Presenterà con La Lira di Orfeo un programma interamente dedicato a Vivaldi, con Cantate intervallate da brani strumentali.
Di Vivaldi quello che mi affascina in particolare è la scrittura per la voce, fin da quando ero piccolo è stato per me uno degli autori preferiti e forse uno dei motivi per cui ho iniziato a studiare il repertorio Barocco. Mi piace la sua ingenuità, la sua semplicità, ma anche la capacità di arrivare in profondità alle emozioni con mezzi apparentemente minimi, limitati, o comunque non particolarmente sofisticati. Le sue armonie sono sempre limpide, le sue melodie ancora di più. Quando propone il suo linguaggio alla voce lo fa sempre con una certa cura per mettere in luce il virtuosismo dell’interprete, come avviene anche nel repertorio cameristico che proporrò in concerto. Si tratta di un repertorio che sembra minore o apparentemente meno brillante delle composizioni per il teatro d’opera, ma in realtà, anche in queste specifiche Cantate per alto, Vivaldi fa grande sfoggio delle capacità tecniche del cantante e soprattutto di tenuta rispetto alle parti più complesse, come i grandi melismi, le arie di furore, i momenti più patetici. Un grande caleidoscopio di emozioni perfettamente raccolte e declinate secondo la sua sensibilità.

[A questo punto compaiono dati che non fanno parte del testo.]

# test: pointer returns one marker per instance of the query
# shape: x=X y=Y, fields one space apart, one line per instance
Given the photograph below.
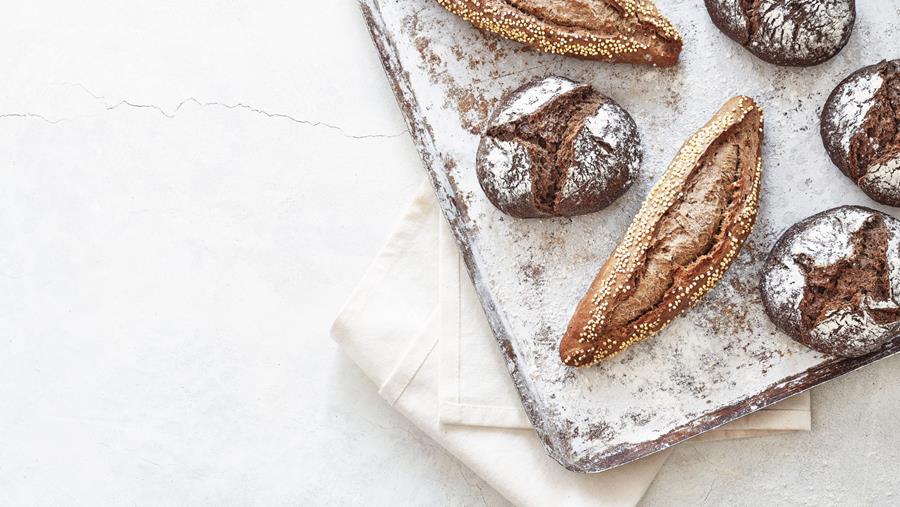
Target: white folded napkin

La Lira di Orfeo è un ensemble barocco che ha fondato nel 2015.
De La lira di Orfeo mi piace dire che è un ensemble dove tutti i musicisti cantano, o comunque imparano a cantare, perché penso che sia fondamentale per un’orchestra di oggi sentirsi quasi più come un coro che come dei semplici strumenti. Non voglio sembrare sprezzante nei confronti di chi suona uno strumento, ma per gli antichi la preminenza della voce rispetto a eseguire una musica sullo strumento era fondamentale anche per chi era strumentista, cioè chi era strumentista imparava la propria musicalità dalla vocalità. In questo senso il gruppo di musicisti sceltissimi che ha collaborato con noi questi anni impara da questa sensibilità vocale, dalla capacità di interpretare un recitativo o un’aria, a partire profondamente dal significato delle parole del suo testo. È qualcosa che non può che giovare a un’orchestra, e vorrei che fosse la ricchezza che noi andiamo a portare nella compagine più grande, non solo degli ensemble barocchi in Europa, ma anche proprio nei gruppi orchestrali.
C’è un’opera o un ruolo che non ha ancora avuto l’opportunità di interpretare, ma che sogna di cantare in futuro?
Fra le opere che desidererei interpretare in futuro ce ne sono ancora diverse di Händel o di Vivaldi che mi piacerebbe portare in scena. Sicuramente Orlando è uno dei personaggi che conosco molto bene ma che non ho ancora avuto modo di interpretare e che probabilmente sarà oggetto di un futuro progetto della Lira. Ma anche Ariodante sarebbe sicuramente bellissima. E poi, tra i desiderata, il Tancredi di Rossini.